So I'm supposing $F:\mathbb{R}^{n} \rightarrow \mathbb{R}^{m}$ is differentiable, and I have MatLab code that evaluates $F$ at an arbitrary $x$ in $q$ flops.
I know that given $F(\bar{x})$ where $\bar{x}$ is an arbitrary and fixed point I can estimate the Jacobian $J(\bar{x})$ in $p \cdot (n+1)$ flops by using the finite difference $$J(x) \cdot d \approx \frac{F(x + \alpha d) - F(x)}{\alpha}$$ and letting $d$ be the $i$-th column of the identity matrix, in this fashion I can evaluate the Jacobian approximation one column at a time in $n \cdot (p+1)$ flops.

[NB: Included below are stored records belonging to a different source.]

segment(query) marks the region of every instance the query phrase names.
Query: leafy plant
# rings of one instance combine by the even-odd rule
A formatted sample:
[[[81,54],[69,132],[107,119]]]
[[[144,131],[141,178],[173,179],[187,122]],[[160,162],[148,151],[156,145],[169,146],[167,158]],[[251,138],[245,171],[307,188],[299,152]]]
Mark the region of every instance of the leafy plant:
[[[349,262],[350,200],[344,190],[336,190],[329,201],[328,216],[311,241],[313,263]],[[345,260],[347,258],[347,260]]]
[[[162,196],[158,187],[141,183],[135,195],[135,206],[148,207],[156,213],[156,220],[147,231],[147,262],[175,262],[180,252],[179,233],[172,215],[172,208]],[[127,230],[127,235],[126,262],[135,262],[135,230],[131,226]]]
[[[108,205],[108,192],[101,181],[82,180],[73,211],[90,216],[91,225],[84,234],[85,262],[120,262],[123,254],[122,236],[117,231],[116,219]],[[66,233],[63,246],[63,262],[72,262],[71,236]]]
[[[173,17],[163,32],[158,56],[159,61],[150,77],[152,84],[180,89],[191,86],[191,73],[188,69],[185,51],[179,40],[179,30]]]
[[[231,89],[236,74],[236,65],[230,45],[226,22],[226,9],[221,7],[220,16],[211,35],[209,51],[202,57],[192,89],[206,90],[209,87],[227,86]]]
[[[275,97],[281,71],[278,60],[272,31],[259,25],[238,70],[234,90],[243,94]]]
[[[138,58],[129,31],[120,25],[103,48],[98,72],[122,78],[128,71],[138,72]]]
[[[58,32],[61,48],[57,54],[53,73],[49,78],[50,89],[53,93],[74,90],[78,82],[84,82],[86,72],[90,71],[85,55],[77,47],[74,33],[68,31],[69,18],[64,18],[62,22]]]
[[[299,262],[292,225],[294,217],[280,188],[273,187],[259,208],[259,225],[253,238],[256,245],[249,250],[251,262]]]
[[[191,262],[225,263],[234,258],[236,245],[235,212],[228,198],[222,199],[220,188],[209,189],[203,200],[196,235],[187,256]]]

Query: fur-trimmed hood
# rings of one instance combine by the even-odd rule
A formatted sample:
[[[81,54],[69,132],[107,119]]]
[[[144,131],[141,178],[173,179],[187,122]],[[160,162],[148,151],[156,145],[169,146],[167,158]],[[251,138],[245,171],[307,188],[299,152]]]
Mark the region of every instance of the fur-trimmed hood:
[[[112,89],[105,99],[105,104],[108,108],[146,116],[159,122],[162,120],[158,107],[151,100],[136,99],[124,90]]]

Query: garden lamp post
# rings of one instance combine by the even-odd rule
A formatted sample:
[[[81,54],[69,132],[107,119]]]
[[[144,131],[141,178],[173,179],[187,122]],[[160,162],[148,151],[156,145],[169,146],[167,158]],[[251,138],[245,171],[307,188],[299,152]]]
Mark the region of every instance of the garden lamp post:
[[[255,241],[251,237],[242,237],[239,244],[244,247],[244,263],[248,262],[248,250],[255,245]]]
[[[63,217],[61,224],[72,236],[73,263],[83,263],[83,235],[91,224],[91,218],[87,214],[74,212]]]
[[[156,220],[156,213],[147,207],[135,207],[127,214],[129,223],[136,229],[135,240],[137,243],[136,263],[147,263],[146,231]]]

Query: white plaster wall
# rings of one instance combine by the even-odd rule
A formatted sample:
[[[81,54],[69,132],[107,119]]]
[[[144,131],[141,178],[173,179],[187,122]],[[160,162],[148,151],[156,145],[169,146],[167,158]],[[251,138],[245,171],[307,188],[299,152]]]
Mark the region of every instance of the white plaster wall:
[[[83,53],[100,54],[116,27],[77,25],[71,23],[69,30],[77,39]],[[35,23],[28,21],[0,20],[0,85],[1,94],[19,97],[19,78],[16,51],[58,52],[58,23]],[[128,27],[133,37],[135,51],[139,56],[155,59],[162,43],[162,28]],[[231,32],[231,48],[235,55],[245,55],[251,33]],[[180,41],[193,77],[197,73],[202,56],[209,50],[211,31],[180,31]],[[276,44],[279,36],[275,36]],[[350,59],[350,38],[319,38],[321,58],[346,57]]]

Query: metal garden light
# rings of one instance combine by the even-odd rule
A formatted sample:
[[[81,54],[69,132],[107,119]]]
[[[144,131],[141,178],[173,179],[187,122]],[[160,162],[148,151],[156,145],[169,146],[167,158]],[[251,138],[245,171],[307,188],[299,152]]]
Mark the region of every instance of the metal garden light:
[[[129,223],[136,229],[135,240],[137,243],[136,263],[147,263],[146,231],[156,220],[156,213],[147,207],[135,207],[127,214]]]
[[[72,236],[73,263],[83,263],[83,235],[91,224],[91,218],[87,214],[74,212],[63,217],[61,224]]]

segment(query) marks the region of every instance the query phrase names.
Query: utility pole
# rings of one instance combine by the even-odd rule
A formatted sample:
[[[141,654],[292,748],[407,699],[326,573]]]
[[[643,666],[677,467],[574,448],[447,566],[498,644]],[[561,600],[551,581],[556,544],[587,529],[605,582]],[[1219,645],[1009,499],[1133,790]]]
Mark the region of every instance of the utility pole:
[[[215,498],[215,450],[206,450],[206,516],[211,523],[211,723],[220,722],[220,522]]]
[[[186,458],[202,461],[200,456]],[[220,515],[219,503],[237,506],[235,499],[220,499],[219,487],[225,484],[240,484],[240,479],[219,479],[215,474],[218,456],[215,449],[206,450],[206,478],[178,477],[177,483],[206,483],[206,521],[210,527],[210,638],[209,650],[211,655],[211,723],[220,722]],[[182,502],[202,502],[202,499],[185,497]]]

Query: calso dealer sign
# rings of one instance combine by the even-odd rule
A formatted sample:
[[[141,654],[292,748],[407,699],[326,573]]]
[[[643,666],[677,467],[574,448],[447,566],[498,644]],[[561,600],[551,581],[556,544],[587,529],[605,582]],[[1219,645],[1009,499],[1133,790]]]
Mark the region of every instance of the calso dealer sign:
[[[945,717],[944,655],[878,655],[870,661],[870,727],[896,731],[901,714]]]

But I've been stuck with a further complication on my data. Let's suppose $n=m^{2}$. Now I could implement the same technique but with larger computation space. Supposing $J = (J_{1},J_{2}, \text{...},J_{m})$ where $J_{i}\in \mathbb{R}^{m \times m}$ and each row of $J_{i}$ has all entries equal to zero except for row $i, i=1:m$, I feel like I should be able to manipulate my previous finite differencing method such that I can evaluate the Jacobian approximation in $p \cdot (m+1)$ flops... I just can't figure out how.